B) What happened in the "Summer of Freedom Rides" and what was its effect on the Movement?
Robert Kennedy was called back to his office when news of the Montgomery riot reached Washington. Kennedy called Seigenthaler in his hospital room and asked him to speak to King. Kennedy wanted the riders to stop before someone was killed. The governor of Alabama was fighting with the federal authorities to keep federal troops out of his state, despite his failure to follow through with his promise to protect the Freedom Riders. A mass meeting was called at Abernathy's church, and people began arriving hours before the meeting was scheduled. Word spread and a white mob began to appear around the church. King was there to speak and became as nervous as everyone else at the sight of the mob outside the church. There were marshals present at the church, holding back the mob due to the fact that the local police and firemen had gone on strike. By urging students under eighteen to break the segregation laws of Mississippi, They tried, convicted, and sentenced to up to three years, they also bailed out on appeal and visited Amzie Moore in Cleveland to regroup. These sentence is the effect on the movement.

C) What happened to Bob Moses in Mississippi, why?
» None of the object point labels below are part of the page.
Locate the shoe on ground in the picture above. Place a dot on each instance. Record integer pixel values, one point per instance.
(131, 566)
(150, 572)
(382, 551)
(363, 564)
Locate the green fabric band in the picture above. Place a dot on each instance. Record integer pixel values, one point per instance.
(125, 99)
Moses's dedication and personal strength is epitomized in an anecdote from his years in Mississippi. Late at night on August 17, 1962, several carloads of angry white segregationists armed with chains and shotguns invaded and ransacked the Greenwood, Mississippi, office of the Student Nonviolent Coordinating Committee (SNCC). Three SNCC workers inside had to climb atop the roof to escape harm. When he heard of the attack, Moses immediately drove 40 miles to the scene to survey the damage. Despite the danger involved, Moses then made up a bed in a corner of the destroyed room and went to sleep. Moses met Amzie Moore, a local activist and the head of the town's National Association for the Advancement of Colored People (NAACP) chapter. Through long talks, Moore convinced Moses that the key to achieving black empowerment and addressing the intolerable inequities of Southern life was not by the more popular and direct action of sit-ins or picketing, but by the quiet and steady, behind-the-scenes work of voter registration and the consequent power of the ballot box. Moore also believed that in Mississippi such a course of action would be safer in the short run than direct public confrontation even though it was ultimately more radical in its effect.Working with Moore, Moses soon developed a plan to begin registering black Mississippians to vote. Both believed that outside help would be necessary to aid local blacks in overcoming the years of intimidation and enforced segregation.